Stefano Cucchi: “Non fu il pestaggio la causa della morte”

di Enrico Messina
Pubblicato il 3 Febbraio 2010 16:56 | Ultimo aggiornamento: 3 Febbraio 2010 16:56
Stefano Cucchi, 30 anni, morto il 22 ottobre scorso

Stefano Cucchi, 30 anni, morto il 22 ottobre

Stefano Cucchi fu pestato, «ma non furono quelle percosse a causarne la morte». È quanto emerge dai nuovi esami medico legali disposti dalla procura sul corpo del ragazzo di 30 anni, morto il 22 ottobre scorso nel reparto detentivo dell’ospedale Sandro Pertini di Roma.

I legali dei tre agenti penitenziari indagati per omicidio preterintenzionale parlano di un probabile ridimensionamento della posizione dei loro assistiti, mentre «nulla cambierebbe» secondo il legale della famiglia. Sul corpo di Cucchi sono state disposte nuove perizie.

L’esame radiologico, disposto dai pubblici ministeri Vincenzo Barba e Francesca Loj, è ancora in fase di completamento, ma sono già stati riscontrati dei dati importanti: le lesioni riportate sul corpo del giovane non sarebbero state mortali e la frattura in sede lombare, uno dei nodi fondamentali della vicenda, risalirebbe ad un’epoca precedente all’arresto.
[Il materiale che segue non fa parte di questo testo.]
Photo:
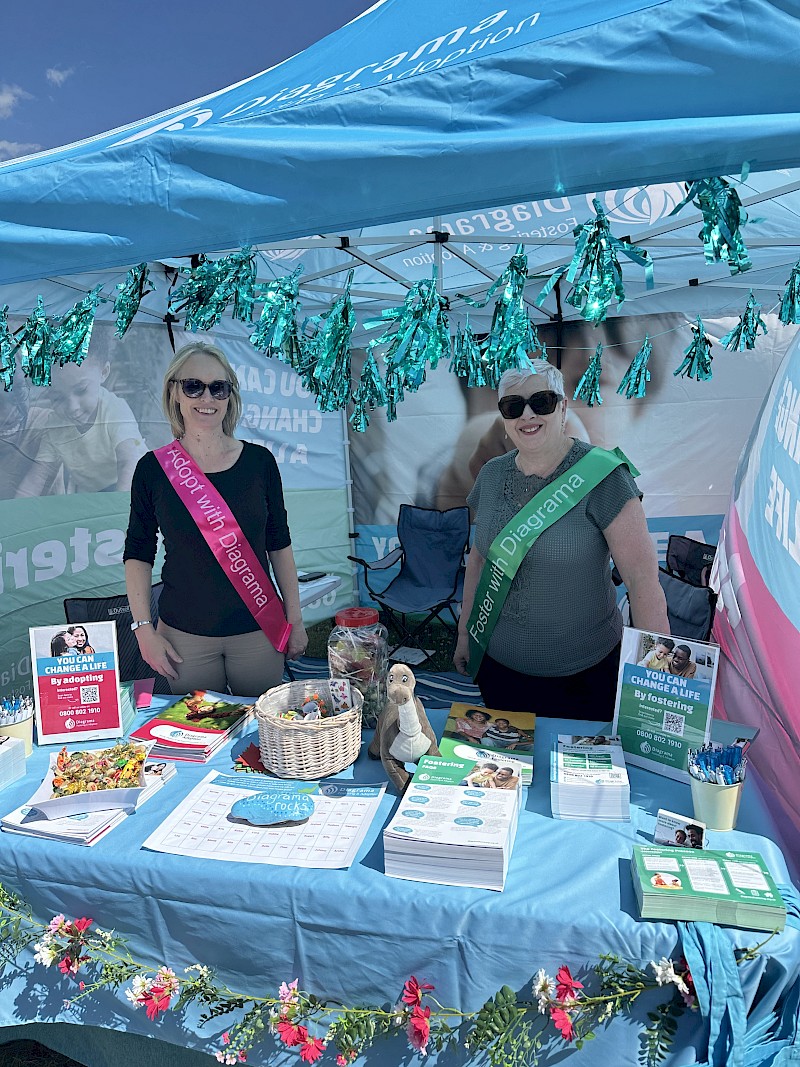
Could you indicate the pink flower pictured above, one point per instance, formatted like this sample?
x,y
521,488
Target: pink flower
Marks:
x,y
290,1034
565,984
312,1050
562,1022
413,991
288,993
419,1028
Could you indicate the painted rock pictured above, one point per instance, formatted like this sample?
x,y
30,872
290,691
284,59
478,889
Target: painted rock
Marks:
x,y
273,809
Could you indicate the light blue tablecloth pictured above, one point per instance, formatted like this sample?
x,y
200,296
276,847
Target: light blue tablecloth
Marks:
x,y
355,935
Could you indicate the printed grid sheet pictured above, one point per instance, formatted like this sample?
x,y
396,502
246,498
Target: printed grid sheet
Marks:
x,y
201,826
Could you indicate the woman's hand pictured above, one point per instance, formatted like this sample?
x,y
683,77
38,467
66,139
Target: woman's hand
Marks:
x,y
157,652
298,641
461,655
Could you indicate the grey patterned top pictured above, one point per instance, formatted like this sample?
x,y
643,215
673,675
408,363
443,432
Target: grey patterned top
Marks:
x,y
560,616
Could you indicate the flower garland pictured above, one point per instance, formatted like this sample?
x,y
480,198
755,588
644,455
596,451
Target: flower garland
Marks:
x,y
510,1031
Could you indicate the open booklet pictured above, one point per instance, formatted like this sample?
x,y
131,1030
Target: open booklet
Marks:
x,y
84,828
483,733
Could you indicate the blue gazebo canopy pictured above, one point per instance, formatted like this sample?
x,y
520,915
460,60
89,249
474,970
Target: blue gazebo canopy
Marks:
x,y
421,109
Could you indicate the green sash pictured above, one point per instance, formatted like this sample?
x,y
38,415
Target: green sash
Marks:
x,y
509,547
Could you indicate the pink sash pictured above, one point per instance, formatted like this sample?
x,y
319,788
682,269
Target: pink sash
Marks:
x,y
223,536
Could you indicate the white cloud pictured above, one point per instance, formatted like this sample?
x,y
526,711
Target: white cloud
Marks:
x,y
11,149
58,77
10,97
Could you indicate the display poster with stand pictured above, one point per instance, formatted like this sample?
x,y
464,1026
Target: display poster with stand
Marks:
x,y
76,682
665,696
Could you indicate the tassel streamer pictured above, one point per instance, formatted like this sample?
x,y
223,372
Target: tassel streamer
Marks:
x,y
325,370
698,356
129,296
746,332
214,284
72,335
467,361
34,346
416,333
277,334
8,350
594,272
722,217
512,338
636,378
790,300
589,385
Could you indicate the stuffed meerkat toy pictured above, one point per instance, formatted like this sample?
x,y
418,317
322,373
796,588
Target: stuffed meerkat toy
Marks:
x,y
403,733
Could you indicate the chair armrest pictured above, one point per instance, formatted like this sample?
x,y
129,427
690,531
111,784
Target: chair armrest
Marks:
x,y
380,564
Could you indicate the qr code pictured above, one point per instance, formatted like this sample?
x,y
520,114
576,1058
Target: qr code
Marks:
x,y
673,723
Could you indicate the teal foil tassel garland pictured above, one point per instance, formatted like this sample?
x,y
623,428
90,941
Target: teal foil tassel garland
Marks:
x,y
8,350
746,332
72,335
129,297
326,352
790,300
416,334
636,378
34,346
698,356
370,394
212,285
512,337
594,272
722,217
467,361
588,388
276,333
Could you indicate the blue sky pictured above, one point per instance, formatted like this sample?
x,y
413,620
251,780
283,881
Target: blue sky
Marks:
x,y
72,68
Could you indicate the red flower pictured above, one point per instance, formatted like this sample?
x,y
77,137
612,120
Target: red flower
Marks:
x,y
419,1028
565,984
562,1022
413,991
290,1034
312,1050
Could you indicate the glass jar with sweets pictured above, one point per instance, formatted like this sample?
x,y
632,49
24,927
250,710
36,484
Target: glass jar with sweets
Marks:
x,y
357,650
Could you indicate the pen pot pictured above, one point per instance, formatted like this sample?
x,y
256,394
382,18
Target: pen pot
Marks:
x,y
717,806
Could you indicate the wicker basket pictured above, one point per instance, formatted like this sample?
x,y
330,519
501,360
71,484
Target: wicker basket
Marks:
x,y
307,750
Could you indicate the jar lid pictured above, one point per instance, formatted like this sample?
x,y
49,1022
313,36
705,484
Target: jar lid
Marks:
x,y
357,617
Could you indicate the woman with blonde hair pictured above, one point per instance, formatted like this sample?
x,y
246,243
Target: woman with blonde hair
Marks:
x,y
218,503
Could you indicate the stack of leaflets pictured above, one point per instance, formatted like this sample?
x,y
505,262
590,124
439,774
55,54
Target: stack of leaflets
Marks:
x,y
12,760
482,733
456,824
83,828
733,888
588,778
194,727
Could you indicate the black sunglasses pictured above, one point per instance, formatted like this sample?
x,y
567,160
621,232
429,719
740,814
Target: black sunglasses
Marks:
x,y
543,402
193,387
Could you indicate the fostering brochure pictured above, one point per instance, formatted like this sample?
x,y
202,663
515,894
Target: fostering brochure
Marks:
x,y
665,696
482,733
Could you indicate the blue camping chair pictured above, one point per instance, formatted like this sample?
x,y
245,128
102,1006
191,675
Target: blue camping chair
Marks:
x,y
431,578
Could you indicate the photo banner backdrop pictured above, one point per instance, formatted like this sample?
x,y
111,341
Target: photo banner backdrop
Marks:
x,y
757,571
66,457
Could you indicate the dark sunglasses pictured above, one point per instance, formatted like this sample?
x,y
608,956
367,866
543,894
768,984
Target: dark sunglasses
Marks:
x,y
541,403
193,387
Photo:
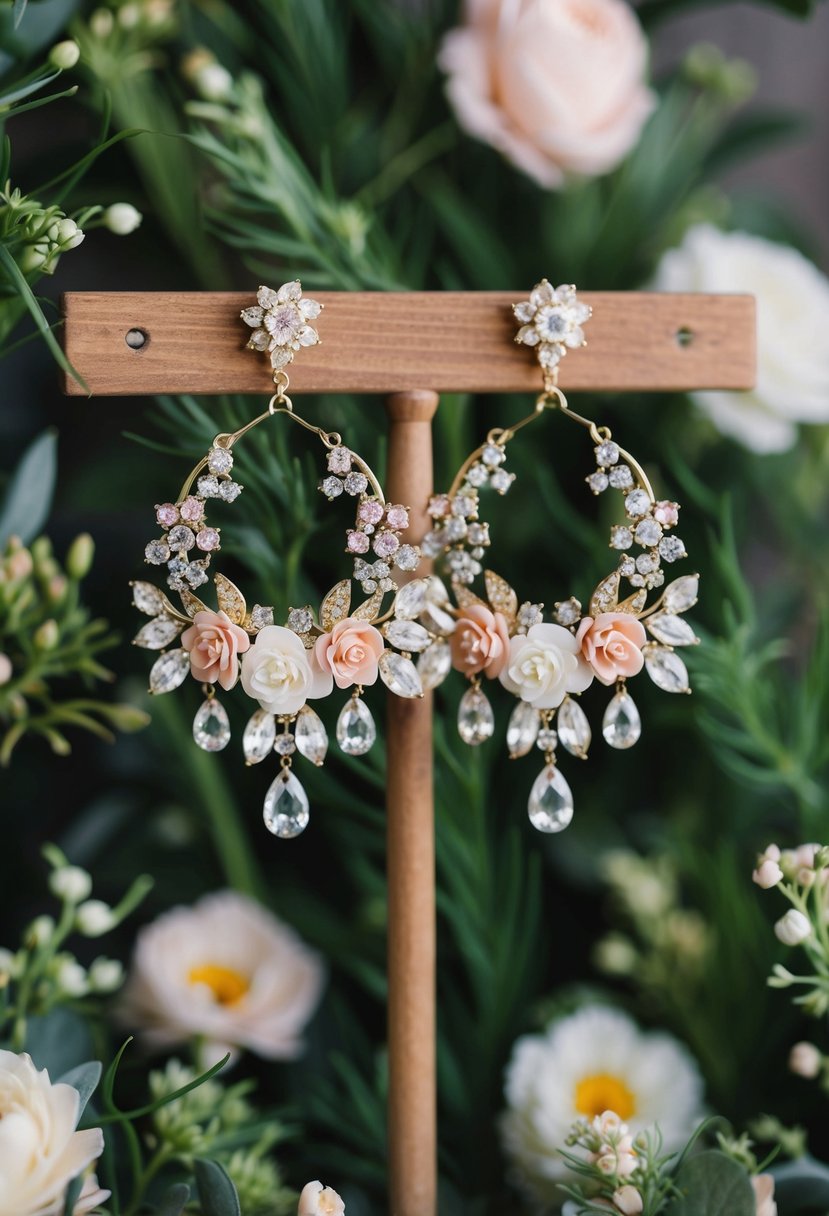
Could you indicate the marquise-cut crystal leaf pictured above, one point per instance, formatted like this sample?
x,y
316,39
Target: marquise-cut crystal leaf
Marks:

Secondo Diego Perugini, avvocato di una delle guardie carcerarie indagate, qualora la perizia venisse confermata, si ridimensionerebbe la responsabilità degli agenti. «Ciò conferma – ha commentato – quanto sapevo e ho sempre sostenuto: il mio cliente non ha usato violenza su quel ragazzo».

Di diverso avviso Fabio Anselmi, legale della famiglia Cucchi, secondo cui «anche se le lesioni subite da Stefano non fossero mortali, ma avessero poi provocato la morte del ragazzo perchè mal curate, le accuse sarebbero comunque in linea con quelle di omicidio preterintenzionale. Nulla muterebbe».

In ogni caso, nuovi accertamenti, fra cui un esame istologico, sono stati disposti per stabilire con assoluta certezza a quando risale la frattura alla vertebra. Esami che si rendono necessari dato che, da quanto emerge, ci sarebbero delle discordanze fra i medici che si sono occupati delle analisi sul corpo del giovane. Si spera, insomma, di gettare una luce definitiva sulla vicenda, non solo per rendere giustizia alla famiglia Cucchi, ma anche per chiarire la posizione dei tre agenti e dei sei medici del Pertini, indagati rispettivamente per omicidio preterintenzionale e omicidio colposo.